SuperTotalCost <- aggregate(NoaaData$CROPDMG+NoaaData$PROPDMG, by = list(NoaaData$EVTYPE), "sum")
names(SuperTotalCost) <- c("Event", "TotalCost")
SuperTotalCostSorted <- SuperTotalCost[order(-SuperTotalCost$TotalCost), ][1:20, ]
SuperTotalCostSorted
## Event TotalCost
## 834 TORNADO 3312276.68
## 153 FLASH FLOOD 1599325.05
## 856 TSTM WIND 1445168.21
## 244 HAIL 1268289.66
## 170 FLOOD 1067976.36
## 760 THUNDERSTORM WIND 943635.62
## 464 LIGHTNING 606932.39
## 786 THUNDERSTORM WINDS 464978.11
## 359 HIGH WIND 342014.77
## 972 WINTER STORM 134699.58
## 310 HEAVY SNOW 124417.71
## 957 WILDFIRE 88823.54
## 427 ICE STORM 67689.62
## 676 STRONG WIND 64610.71
## 290 HEAVY RAIN 61964.94
## 376 HIGH WINDS 57384.60
## 848 TROPICAL STORM 54322.80
## 955 WILD/FOREST FIRE 43534.49
## 95 DROUGHT 37997.67
## 164 FLASH FLOODING 33623.20
Top 20 Weather events for total damage
The following table displays the top 20 weather events for total damage.
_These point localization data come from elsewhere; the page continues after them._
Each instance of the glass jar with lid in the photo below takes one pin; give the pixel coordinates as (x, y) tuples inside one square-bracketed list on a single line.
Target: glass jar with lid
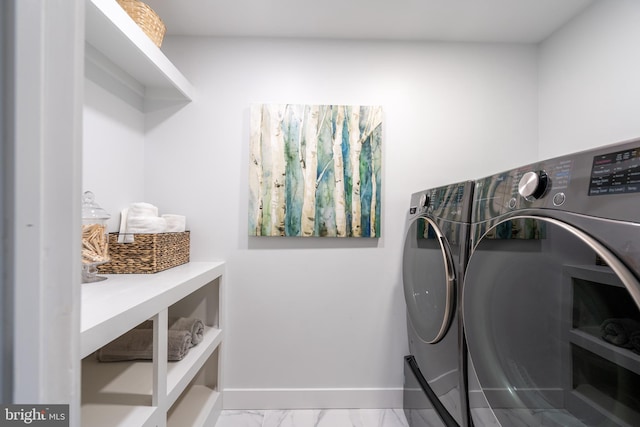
[(95, 250)]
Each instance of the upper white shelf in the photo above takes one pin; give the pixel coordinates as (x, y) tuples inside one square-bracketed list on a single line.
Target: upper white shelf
[(118, 50), (114, 306)]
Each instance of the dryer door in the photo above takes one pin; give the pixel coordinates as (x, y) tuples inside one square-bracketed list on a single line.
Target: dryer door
[(428, 275), (553, 328)]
par(mfrow = c(1,1), mar = c(10, 4, 2, 2), las = 3, cex = 0.7, cex.main = 1.4, cex.lab = 1.2)
barplot(SuperTotalCostSorted$TotalCost, names.arg = SuperTotalCostSorted$Event, col = 'red',
main = 'Top 20 Weather Events for total Damage ', ylab = 'Amount of total Damage', ylim = c(0, 3500000))
#CONCLUSIONS
Tornados are the weather events that represents the most harmful impact to health and costs nation wide.